Happy for Delly and happy to hear some good news for a change I said, “That’s wonderful!”
“Yeah it is and she also said to thank you for mentioning something to Uncle Derwint but I didn’t catch what she was talking about ‘cause I had to run.”
“Oh. Well. Um …” So I explained and he smiled.
“Good catch. I don’t listen to Burt half the time when he really gets steamed up. All you gotta do is nod and let him think you’re agreeing with every word he says even if you ain’t got a clue what he is talking about. I had to tune him out when he started talking about how Mason is getting along … like I wanna know. The less I hear about that peckerwood the better.”
Seeing that he was getting wound up I turned the subject and said, “Thank you for helping. I just … Sawyer I … I don’t know if this keeps up how long I can …”
“Then tell Aunt Pearl that. Or better yet, tell Aunt Suzanne. She got all over me the other day about some shoe or other that I needed to figure out a way to design for you and it had something to do with her sister … now there’s a scary woman right there. Mrs. Pettigrew is built like a pole bean but man can she swing a fly swatter.”
“Well, it’s true. You’ve only seen her on Sunday when she is working on her ticket to Heaven. Just you wait for some other time and some kid steps out of line. You can’t tell by looking at her but her arms must be nothing but pure muscle.”

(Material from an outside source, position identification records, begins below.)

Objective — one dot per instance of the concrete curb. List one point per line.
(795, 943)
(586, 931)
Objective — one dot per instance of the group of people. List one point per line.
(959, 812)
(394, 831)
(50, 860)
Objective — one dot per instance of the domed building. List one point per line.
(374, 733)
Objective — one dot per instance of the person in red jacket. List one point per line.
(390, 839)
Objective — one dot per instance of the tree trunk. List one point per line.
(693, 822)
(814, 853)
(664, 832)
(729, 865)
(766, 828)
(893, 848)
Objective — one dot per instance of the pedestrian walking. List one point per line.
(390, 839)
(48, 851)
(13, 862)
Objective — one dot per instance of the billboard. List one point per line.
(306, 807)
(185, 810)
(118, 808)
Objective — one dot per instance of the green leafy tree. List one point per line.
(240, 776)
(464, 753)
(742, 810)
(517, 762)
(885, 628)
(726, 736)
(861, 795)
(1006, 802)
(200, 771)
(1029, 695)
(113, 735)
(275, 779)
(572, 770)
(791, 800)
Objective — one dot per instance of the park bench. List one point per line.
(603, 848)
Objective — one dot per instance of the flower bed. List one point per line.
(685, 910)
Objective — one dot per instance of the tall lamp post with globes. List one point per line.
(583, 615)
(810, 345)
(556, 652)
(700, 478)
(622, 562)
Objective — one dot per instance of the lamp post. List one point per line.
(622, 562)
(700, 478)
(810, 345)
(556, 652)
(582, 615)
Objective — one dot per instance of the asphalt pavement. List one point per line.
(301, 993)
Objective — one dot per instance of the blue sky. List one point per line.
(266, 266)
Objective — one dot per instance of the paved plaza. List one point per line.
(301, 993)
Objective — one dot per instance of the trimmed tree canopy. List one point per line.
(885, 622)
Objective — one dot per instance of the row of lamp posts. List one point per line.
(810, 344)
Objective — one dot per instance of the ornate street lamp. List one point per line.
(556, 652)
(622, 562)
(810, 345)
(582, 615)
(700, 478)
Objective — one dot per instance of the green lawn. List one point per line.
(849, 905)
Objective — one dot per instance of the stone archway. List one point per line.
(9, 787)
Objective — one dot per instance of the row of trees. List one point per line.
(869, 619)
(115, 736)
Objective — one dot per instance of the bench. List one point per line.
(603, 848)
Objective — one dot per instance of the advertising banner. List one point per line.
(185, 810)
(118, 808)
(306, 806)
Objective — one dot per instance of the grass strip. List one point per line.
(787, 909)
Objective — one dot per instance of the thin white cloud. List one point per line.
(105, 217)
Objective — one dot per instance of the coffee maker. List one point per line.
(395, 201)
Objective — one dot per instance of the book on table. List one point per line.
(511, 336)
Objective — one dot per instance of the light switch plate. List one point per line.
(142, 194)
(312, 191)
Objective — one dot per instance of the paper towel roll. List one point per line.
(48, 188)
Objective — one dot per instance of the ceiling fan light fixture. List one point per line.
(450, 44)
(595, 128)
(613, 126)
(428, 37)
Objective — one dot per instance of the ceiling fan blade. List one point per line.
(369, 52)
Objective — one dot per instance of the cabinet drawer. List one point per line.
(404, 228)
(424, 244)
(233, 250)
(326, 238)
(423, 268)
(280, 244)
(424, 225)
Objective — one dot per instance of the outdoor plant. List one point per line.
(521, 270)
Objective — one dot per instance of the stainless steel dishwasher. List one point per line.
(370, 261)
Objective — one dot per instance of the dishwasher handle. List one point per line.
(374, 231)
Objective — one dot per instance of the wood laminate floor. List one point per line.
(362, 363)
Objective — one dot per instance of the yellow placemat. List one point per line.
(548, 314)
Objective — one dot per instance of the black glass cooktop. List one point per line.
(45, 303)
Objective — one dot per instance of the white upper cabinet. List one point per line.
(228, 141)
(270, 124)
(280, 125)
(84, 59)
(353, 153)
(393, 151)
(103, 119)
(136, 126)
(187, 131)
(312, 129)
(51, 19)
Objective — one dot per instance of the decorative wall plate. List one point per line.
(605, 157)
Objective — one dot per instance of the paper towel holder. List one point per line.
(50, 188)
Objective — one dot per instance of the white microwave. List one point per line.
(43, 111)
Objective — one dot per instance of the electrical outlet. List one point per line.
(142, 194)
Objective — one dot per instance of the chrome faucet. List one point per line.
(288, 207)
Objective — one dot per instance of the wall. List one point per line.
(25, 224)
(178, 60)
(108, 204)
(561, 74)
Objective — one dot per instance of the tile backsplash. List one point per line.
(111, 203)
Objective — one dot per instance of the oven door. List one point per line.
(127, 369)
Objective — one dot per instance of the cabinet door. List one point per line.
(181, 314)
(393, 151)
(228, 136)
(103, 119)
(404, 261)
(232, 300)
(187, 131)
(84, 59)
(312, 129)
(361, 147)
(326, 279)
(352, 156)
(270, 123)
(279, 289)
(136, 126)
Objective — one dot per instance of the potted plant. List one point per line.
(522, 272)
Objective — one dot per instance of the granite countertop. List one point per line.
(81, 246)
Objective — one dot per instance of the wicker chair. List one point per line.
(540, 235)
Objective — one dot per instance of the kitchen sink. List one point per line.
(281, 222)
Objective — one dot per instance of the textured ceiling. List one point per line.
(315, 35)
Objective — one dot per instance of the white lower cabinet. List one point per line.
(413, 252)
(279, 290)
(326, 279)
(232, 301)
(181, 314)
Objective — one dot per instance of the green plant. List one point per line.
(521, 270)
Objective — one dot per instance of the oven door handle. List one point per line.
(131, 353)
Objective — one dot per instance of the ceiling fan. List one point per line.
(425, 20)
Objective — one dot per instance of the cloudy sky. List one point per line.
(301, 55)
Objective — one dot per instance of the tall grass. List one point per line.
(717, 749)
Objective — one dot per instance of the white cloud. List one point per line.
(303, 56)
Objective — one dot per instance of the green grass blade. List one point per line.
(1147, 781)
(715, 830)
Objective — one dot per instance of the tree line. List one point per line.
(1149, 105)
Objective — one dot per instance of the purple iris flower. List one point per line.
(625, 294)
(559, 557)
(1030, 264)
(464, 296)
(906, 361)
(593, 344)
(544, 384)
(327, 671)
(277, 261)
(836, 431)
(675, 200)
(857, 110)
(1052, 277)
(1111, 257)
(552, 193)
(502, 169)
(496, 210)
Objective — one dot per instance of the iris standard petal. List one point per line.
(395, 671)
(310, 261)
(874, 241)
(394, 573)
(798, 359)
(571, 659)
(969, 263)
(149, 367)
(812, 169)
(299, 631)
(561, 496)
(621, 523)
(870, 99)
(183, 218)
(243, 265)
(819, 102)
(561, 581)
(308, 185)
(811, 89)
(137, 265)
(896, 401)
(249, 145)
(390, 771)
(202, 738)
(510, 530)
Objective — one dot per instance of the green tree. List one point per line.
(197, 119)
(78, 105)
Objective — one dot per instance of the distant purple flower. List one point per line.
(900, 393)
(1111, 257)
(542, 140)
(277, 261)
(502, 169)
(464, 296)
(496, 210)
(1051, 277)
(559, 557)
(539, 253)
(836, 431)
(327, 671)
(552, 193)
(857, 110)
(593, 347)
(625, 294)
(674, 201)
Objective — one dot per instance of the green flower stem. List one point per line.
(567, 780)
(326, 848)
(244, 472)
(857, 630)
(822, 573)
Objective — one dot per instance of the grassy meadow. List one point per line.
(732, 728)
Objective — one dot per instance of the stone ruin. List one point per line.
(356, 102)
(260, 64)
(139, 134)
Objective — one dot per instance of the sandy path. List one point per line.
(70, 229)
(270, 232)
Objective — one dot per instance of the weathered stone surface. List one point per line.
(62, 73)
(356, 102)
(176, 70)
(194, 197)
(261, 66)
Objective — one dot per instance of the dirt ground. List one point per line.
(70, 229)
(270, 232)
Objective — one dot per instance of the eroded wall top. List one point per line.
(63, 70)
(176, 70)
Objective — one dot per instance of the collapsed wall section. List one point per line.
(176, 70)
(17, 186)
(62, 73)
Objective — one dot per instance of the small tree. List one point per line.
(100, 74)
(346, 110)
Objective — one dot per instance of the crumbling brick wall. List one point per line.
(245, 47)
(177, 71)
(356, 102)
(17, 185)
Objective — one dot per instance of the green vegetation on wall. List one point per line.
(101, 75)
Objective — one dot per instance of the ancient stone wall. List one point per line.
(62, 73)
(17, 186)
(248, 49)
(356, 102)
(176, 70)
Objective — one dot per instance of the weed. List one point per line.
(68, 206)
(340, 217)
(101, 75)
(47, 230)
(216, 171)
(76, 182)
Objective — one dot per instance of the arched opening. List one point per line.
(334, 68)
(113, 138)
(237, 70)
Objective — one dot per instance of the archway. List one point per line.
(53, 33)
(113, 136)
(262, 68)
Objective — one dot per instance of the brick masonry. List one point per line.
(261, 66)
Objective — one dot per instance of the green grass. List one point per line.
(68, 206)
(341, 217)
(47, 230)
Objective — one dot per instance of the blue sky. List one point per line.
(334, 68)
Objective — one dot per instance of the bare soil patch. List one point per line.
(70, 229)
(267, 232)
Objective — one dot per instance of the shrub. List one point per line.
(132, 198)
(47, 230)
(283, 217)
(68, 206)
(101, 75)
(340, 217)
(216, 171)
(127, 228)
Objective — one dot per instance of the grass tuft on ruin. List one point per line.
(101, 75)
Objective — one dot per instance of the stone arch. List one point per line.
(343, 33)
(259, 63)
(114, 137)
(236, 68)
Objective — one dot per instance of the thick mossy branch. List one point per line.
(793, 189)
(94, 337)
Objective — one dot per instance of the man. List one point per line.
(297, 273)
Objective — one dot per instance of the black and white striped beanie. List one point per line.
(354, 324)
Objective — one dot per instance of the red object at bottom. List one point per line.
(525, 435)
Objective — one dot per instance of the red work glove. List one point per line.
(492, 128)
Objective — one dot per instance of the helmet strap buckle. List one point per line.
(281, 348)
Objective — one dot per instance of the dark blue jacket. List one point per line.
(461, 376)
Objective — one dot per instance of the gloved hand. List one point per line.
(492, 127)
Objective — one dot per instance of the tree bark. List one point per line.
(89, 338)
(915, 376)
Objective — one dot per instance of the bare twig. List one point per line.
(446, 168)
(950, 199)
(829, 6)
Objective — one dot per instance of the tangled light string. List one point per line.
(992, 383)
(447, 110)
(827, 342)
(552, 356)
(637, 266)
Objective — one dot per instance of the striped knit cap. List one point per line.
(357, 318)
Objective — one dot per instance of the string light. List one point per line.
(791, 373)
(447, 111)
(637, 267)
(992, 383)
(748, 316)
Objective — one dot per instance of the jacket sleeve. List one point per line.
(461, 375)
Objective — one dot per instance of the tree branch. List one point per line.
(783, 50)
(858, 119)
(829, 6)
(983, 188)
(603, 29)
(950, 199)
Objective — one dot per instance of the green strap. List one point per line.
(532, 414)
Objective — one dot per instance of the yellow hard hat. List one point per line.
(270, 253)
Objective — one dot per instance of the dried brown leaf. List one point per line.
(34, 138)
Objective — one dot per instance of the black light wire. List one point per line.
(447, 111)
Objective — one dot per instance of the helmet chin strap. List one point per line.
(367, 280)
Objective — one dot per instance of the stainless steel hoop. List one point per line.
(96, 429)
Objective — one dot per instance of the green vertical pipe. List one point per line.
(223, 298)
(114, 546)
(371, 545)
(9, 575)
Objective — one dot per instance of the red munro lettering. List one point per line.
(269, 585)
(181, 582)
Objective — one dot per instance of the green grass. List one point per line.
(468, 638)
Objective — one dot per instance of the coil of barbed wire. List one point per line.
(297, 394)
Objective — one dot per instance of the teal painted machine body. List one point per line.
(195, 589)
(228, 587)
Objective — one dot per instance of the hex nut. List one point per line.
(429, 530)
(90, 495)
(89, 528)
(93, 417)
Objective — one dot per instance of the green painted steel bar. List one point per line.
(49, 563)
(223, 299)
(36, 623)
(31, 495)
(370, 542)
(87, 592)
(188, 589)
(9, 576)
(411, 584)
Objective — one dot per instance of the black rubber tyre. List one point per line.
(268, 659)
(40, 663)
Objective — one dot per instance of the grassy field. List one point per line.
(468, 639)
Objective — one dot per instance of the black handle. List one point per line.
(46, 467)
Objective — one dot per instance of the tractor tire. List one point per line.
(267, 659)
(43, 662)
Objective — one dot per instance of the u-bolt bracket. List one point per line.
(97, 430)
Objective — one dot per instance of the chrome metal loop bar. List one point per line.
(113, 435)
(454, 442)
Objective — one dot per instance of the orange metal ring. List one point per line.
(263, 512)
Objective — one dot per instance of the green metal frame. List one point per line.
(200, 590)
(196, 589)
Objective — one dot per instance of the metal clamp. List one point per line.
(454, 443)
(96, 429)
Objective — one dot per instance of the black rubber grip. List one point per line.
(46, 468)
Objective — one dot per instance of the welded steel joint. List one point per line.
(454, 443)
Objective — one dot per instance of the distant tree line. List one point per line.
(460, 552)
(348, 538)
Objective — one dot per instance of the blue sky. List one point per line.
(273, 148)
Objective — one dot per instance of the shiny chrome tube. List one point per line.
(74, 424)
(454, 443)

“Uh huh. And what did you do to deserve some poor woman having to take after you with only a fly swatter?”
“Well … as to that … I’m taking the Fifth seeing as how I do not have to incriminate myself or give my wife ideas.”
It wasn’t that funny but it was funny enough that just talking to Sawyer made me feel better. But he didn’t let me off with a joke and instead had the whole platform shoe idea out of me.
“You know, that really is a good idea. You already use that block when you have to stand for a long time at the kitchen sink. You think if I carved you a platform that could be glued to a pair of clogs or flip flops or something like that you’d give it a try?”
“It would have to be something that would work with my brace Sawyer and that’s just a lot of work you don’t need.”
“It ain’t that much work. I bet I can come up with something. Let me think on it.”
“Fine, play hero … but not tonight OK? We’re both tired.”
He looked at and asked, “Uh … too tired?”
I was but I didn’t let him know that and afterwards I’m glad I hadn’t said anything. We both went to sleep with a smile on our face.